Llamé Elisa a mi hija a fin de honrar la
memoria de mi madre. La vestí con ropa bella, y cuando apenas tenía
cinco años, le di un cuaderno de dibujo. Al verla tomar la
colección de lápices de colores por primera vez, supe que ella
había heredado su talento de mi familia. No sólo sabía reproducir
fielmente lo que veía ante sí, sino que podía ver más allá, por
debajo de la superficie; podía ver lo que se encontraba debajo de
cada trazo. Mis manos fueron dañadas por los años de privaciones,
por el frío y por las condiciones de Auschwitz. Pero de vez en vez,
con el propósito de enseñarle algo, tomaba un lápiz o el mango de
un pincel y toleraba el dolor a fin de ejemplificar algún concepto
para mi hija cada vez más entusiasmada.
Cuando era pequeña, nunca le conté a mi hija
los detalles de mi vida anterior a su llegada. Simplemente sabía
que tenía el nombre de mi madre.
Pero jamás hablé del humo de Auschwitz. La
negrura, las cicatrices mentales, las razones del dolor de mis
manos, eso lo mantuve en secreto. Como un fondo de luto que se
utiliza bajo la ropa, cosido a mi piel, era algo que estaba conmigo
a diario; pero jamás se lo revelé a nadie.
Ni siquiera compartí mi dibujo. Algunas
noches, cuando Carl y Elisa estaban profundamente dormidos, iba al
clóset de mi recámara, prendía la luz y cerraba la puerta.
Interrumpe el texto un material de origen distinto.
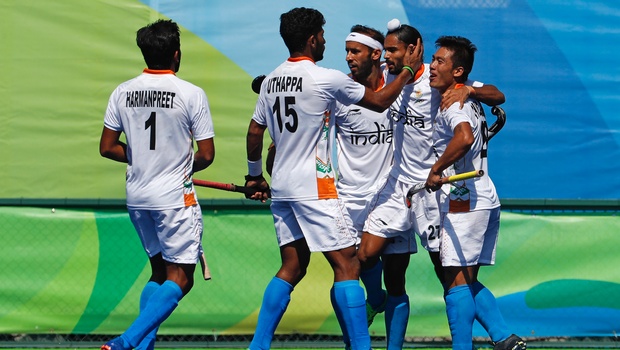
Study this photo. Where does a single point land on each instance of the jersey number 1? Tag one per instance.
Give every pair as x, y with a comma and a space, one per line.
150, 123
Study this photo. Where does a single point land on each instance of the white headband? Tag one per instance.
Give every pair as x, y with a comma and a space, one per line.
364, 39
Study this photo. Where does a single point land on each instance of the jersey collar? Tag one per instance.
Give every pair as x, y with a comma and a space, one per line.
158, 71
300, 58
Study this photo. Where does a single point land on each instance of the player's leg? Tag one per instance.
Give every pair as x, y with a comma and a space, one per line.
397, 306
183, 247
349, 295
158, 276
487, 311
295, 257
460, 250
369, 254
460, 306
388, 218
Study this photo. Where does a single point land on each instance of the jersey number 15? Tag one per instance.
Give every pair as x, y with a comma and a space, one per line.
289, 112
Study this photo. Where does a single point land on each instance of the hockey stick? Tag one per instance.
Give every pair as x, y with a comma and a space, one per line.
206, 273
444, 180
499, 123
256, 83
225, 187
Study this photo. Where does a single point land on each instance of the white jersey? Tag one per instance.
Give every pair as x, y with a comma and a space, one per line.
297, 102
364, 139
159, 114
413, 114
477, 193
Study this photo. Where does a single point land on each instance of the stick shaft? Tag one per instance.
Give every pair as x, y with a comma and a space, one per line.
224, 186
462, 176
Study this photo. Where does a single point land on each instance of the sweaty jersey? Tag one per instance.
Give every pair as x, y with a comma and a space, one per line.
297, 103
364, 139
159, 114
413, 114
473, 194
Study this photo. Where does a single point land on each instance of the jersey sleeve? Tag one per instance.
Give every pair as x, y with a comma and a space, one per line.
474, 83
259, 115
456, 115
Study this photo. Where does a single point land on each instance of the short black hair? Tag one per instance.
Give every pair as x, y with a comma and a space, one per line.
371, 32
297, 25
407, 34
158, 42
462, 52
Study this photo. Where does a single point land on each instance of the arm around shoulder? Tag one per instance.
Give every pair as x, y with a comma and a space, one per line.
489, 95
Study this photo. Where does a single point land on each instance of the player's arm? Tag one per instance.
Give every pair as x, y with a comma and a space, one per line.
455, 150
204, 155
254, 148
379, 101
487, 94
110, 145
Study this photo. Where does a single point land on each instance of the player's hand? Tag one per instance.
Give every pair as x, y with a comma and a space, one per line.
433, 182
263, 192
414, 55
458, 94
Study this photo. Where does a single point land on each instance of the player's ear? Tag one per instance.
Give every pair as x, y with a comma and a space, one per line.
458, 72
376, 54
177, 60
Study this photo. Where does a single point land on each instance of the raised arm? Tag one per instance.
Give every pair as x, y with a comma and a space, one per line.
487, 94
380, 100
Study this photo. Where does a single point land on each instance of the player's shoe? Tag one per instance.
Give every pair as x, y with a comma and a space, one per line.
513, 342
372, 312
115, 344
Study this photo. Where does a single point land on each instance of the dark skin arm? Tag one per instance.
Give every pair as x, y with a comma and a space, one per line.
254, 147
204, 155
379, 101
487, 94
456, 149
110, 146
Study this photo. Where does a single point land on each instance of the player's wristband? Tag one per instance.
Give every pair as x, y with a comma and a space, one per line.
255, 167
254, 178
410, 70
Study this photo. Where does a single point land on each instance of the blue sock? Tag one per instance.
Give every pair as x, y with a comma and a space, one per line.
148, 343
461, 312
396, 319
340, 317
488, 314
160, 305
275, 301
375, 295
349, 297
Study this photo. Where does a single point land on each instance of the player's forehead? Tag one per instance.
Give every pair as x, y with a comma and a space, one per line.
443, 54
355, 46
392, 42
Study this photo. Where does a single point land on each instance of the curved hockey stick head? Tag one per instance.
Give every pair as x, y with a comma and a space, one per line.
499, 123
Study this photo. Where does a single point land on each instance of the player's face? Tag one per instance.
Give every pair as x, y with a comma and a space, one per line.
441, 72
359, 59
394, 53
319, 47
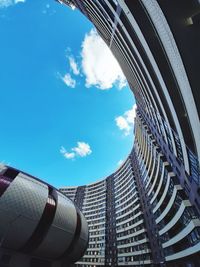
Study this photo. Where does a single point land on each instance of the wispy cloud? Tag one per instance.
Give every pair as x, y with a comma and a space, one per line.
120, 162
74, 65
68, 80
7, 3
125, 122
99, 65
81, 150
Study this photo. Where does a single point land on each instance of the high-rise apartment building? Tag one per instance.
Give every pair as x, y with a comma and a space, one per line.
39, 226
147, 212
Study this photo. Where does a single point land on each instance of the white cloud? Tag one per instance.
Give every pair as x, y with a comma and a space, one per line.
99, 65
68, 80
7, 3
120, 162
67, 155
126, 121
81, 150
74, 65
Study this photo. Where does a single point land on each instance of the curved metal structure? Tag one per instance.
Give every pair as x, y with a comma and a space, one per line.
156, 43
39, 226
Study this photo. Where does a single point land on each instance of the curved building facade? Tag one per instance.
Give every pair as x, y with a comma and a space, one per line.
156, 43
39, 226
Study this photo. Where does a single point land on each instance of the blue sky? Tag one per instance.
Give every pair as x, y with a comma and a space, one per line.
66, 111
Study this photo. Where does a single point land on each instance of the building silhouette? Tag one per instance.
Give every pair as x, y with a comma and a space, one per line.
147, 212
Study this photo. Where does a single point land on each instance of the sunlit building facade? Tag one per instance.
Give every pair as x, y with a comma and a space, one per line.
157, 44
39, 226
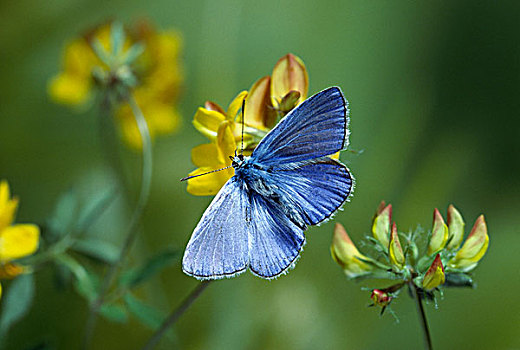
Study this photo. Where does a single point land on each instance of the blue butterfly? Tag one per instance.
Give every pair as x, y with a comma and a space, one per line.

Allí, en
una esquina, detrás de mi caja de costura y de los contenedores de
plástico que albergaban mis zapatos y pantuflas, guardé mi
atesorado dibujo. Me dolía tenerlo entre objetos tan mundanos, que
no tuviera el valor de mostrarlo o de contarle a mi familia de su
existencia. Era como una herida abierta que mantenía oculta, pero
que atendía en secreto por las noches. En aquellas madrugadas en
las que no lograba conciliar el sueño, cuando las pesadillas me
ganaban, lo sacaba de su cilindro de metal y me quedaba viendo los
rostros de Rita y su hijo recién nacido. Escuchaba la respiración
de Carl, imaginaba a mi dulce hija dormida en la habitación de al
lado, y finalmente me permitía llorar.